Sunday I began what has proven to be an insane process of applying for my physical therapy license so that I can register to take the boards (holy moly, I can’t believe that is real)! To say it is involved is a major understatement. Tomorrow on the docket is to find a notary to sign an affidavit, Monday I had to get a passport photo taken, craziness right!
Also, I am in the process of getting all of my paper work for my final rotation squared away which is about 5x more than any other rotation I have been on all while working full time (plus), studying 2+ hours a day and running. I feel like I get up in the morning at 5:30 and blink and its 11 pm again.
Added to this, the beginning of the week has been emotionally taxing at work. It is hard to accept that all patients can’t get better, especially when you find yourself developing a soft spot for them. The hardest part is getting to know the families and really rooting for them when in the end sometimes there is nothing you can do about it. It’s helpless. I can’t really say more about it (HIPAA) but I am definitely going to have to grow a thicker skin in the coming years or I will be an emotional disaster every day of my life.

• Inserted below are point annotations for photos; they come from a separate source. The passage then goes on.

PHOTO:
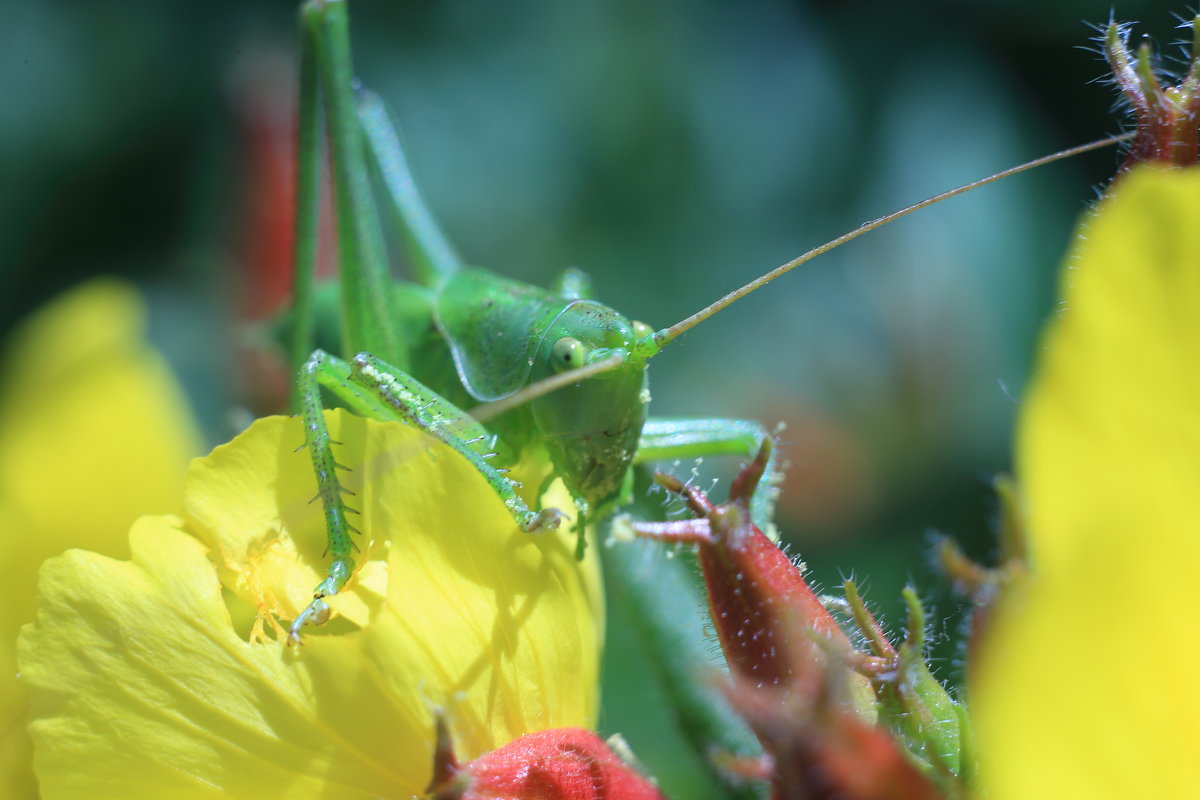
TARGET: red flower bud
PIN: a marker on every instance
(1168, 118)
(757, 597)
(557, 764)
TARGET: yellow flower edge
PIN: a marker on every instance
(94, 432)
(144, 686)
(1086, 686)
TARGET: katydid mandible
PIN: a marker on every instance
(539, 368)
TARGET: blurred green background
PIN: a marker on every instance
(671, 149)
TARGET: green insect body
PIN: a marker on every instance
(539, 368)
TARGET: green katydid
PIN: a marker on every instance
(544, 368)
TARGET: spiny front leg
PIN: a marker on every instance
(372, 388)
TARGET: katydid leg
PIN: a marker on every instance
(371, 388)
(667, 439)
(432, 256)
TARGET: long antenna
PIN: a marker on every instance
(669, 334)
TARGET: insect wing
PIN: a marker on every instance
(495, 329)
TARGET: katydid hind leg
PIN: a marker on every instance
(665, 439)
(432, 257)
(371, 388)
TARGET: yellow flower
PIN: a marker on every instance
(93, 433)
(1087, 687)
(144, 684)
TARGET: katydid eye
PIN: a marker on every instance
(568, 354)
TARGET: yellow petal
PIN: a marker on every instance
(1110, 432)
(1087, 684)
(144, 689)
(94, 432)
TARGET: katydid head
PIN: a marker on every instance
(591, 427)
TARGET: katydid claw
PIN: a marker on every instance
(317, 613)
(546, 519)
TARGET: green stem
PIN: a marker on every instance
(661, 603)
(365, 296)
(307, 209)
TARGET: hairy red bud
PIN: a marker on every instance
(557, 764)
(1168, 116)
(757, 597)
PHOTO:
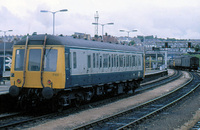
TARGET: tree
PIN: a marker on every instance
(197, 48)
(131, 43)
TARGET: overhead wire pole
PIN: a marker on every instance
(46, 11)
(4, 49)
(102, 27)
(128, 31)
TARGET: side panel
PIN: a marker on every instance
(91, 67)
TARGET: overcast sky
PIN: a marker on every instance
(164, 18)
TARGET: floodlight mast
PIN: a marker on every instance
(46, 11)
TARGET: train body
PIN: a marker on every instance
(66, 70)
(184, 62)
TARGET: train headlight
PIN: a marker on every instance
(49, 82)
(19, 81)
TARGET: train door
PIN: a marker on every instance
(33, 68)
(67, 68)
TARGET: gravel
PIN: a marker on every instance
(169, 119)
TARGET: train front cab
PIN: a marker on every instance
(31, 80)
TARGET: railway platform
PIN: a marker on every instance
(4, 88)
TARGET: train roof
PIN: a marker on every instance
(72, 42)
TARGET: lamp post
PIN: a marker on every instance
(102, 26)
(4, 48)
(128, 31)
(46, 11)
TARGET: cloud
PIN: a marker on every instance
(164, 18)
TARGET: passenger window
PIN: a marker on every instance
(66, 60)
(74, 60)
(89, 61)
(94, 60)
(34, 60)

After two long hard days, it started to snow, I mean REALLY snow yesterday. Due to the fact that I absolutely needed to run for my sanity, I hit the road in the snow even though people looked at me like I had a few screws loose. It was the most peaceful, beautiful, serene run you could ever have in a city. There weren’t many people out, not even cars so it was quiet. The snow hadn’t been plowed, walked on or driven over so it was just untouched natural beauty and I needed that so much in that moment.
Due to this insanely long outpouring, I am going to postpone the WIAW to tomorrow, though I did remember to do it!! Catch you tomorrow!